McEntee: Ignored before Challenger, Utah engineer heeded after tragedy Tribune Columnist First published: Jan 27 2011 07:50PM The engineers knew. They’d already warned NASA and Utah’s Morton Thiokol that the O-ring seals on the solid rocket boosters that hoisted space shuttles skyward could fail catastrophically with a terrible loss of life. But late on the night before the Challenger launched on Jan. 28, 1986, the engineers were overruled. The next morning, it took about 73 seconds before everything they had predicted came to pass. O-rings failed, the shuttle’s huge liquid fuel tank exploded, and five men and two women plummeted 60,000 feet to the Atlantic Ocean. As everyone involved would learn, the matter was not just a technical problem. It was a failure of leaders and managers under immense pressure to launch on schedule. All that would lead to an epic demonstration of the power of blowing the whistle on the disaster that happened 25 years ago Friday.
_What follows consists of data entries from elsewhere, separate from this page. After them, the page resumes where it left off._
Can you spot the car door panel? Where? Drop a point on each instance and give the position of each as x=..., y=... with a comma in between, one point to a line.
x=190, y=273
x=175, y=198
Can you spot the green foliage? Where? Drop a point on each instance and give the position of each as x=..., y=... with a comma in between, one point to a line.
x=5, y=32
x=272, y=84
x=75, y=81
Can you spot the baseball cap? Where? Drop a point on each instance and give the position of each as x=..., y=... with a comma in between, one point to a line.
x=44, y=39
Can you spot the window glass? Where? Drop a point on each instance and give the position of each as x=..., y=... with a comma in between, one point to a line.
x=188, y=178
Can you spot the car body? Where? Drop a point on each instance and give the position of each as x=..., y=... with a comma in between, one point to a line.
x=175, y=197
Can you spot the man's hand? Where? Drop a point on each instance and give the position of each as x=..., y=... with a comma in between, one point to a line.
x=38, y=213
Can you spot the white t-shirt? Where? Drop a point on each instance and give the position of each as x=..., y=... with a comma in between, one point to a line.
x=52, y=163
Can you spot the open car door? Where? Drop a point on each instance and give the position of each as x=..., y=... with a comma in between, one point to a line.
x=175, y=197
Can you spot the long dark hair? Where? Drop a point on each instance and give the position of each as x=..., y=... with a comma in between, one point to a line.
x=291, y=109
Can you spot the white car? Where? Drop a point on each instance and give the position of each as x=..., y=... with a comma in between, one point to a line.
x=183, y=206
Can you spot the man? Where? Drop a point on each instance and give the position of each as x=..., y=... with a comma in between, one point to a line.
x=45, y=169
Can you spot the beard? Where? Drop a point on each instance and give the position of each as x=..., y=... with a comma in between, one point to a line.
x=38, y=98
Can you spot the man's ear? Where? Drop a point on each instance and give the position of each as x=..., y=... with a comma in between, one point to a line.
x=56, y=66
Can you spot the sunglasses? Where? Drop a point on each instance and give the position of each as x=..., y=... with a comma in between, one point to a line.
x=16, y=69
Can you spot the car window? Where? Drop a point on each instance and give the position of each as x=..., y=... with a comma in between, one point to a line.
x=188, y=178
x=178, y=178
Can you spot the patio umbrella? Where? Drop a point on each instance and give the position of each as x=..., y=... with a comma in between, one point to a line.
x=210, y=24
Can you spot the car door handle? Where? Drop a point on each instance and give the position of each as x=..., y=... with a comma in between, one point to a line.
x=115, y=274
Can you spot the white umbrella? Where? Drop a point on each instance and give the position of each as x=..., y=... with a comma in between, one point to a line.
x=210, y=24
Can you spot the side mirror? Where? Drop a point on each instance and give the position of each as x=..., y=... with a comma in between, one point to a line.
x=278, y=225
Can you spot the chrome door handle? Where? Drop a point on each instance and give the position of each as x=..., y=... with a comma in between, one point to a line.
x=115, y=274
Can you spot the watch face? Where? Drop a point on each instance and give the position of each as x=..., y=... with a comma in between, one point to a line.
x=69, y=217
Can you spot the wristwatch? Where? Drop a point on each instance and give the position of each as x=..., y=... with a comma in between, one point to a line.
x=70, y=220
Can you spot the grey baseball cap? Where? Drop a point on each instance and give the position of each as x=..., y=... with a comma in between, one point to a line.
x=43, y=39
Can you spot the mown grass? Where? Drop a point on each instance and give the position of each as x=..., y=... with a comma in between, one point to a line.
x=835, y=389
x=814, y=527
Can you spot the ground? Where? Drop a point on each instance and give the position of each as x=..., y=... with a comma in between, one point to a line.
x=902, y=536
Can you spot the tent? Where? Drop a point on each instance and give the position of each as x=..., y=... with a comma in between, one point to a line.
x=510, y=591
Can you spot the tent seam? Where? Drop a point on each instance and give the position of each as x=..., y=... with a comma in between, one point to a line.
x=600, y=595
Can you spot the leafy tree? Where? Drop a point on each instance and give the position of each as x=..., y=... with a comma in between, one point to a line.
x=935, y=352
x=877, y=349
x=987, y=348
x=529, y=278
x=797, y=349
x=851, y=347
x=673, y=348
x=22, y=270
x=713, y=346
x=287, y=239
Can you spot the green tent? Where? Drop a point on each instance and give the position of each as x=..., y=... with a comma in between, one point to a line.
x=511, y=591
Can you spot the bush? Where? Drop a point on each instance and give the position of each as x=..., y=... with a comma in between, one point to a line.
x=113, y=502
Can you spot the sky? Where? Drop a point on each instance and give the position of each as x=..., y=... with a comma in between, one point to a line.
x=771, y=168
Allan McDonald, director of Morton Thiokol’s shuttle solid rocket booster (SRB) project near Brigham City, was at Kennedy Space Center for the launch. He and other engineers worried that cold weather would compromise the O-rings. The summer before, he’d briefed NASA bigwigs that the O-rings were the biggest safety issue on the shuttles. He wanted a redesign — a proposal rejected for being too expensive. That January, McDonald, Roger Boisjoly and other engineers argued that any launch at a temperature below 53 degrees would be dangerous. During the early morning hours of Jan. 28, ice coated parts of the launching pad.